We first define a cosmo instance, without massive neutrinos to have a direct comparison with the Halofit implemented in CAMB:

import colibri.cosmology as cc
import colibri.nonlinear as NL


C  = cc.cosmo(Omega_m = 0.32,
              Omega_b = 0.05,
              As      = 2.12605e-9,
              ns      = 0.96,
              h       = 0.67,
              M_nu    = 0.06)
zz = np.linspace(0., 5., 6)
kk = np.logspace(-4., 2., 201)

Let us set then a method with which to compute the spectra. We will use the HMcode2020 method. We compute at this point the non-linear power spectrum with CAMB

# Compute the non-linear power spectrum with CAMB (use Mead halofit)
k_camb, pk_camb = C.camb_Pk(k = kk, z = zz, nonlinear = True, halofit = 'mead2020')

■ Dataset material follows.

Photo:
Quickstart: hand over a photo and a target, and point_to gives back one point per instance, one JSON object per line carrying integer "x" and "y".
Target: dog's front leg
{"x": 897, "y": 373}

And then with COLIBRI via the colibri.nonlinear.HMcode2016() class:

# Use the `HMcode2020' class, which takes as arguments
# Compute at first the linear power spectrum (for 'cb' and 'tot')
 k_l, pk_l = C.camb_XPk(z = zz, k = kk, var_1 =  ['cb','tot'], var_2 = ['cb','tot'])
 do_nonlinear = NL.HMcode2020(z            = zz,
                              k            = k_l,
                              pk_cc        = pk_cc,
                              pk_mm        = pk_mm,
                              cosmology    = C)
pk_hf        = do_nonlinear.pk_nl

The comparison should look like the figure below, where the maximum deviation is below 1%.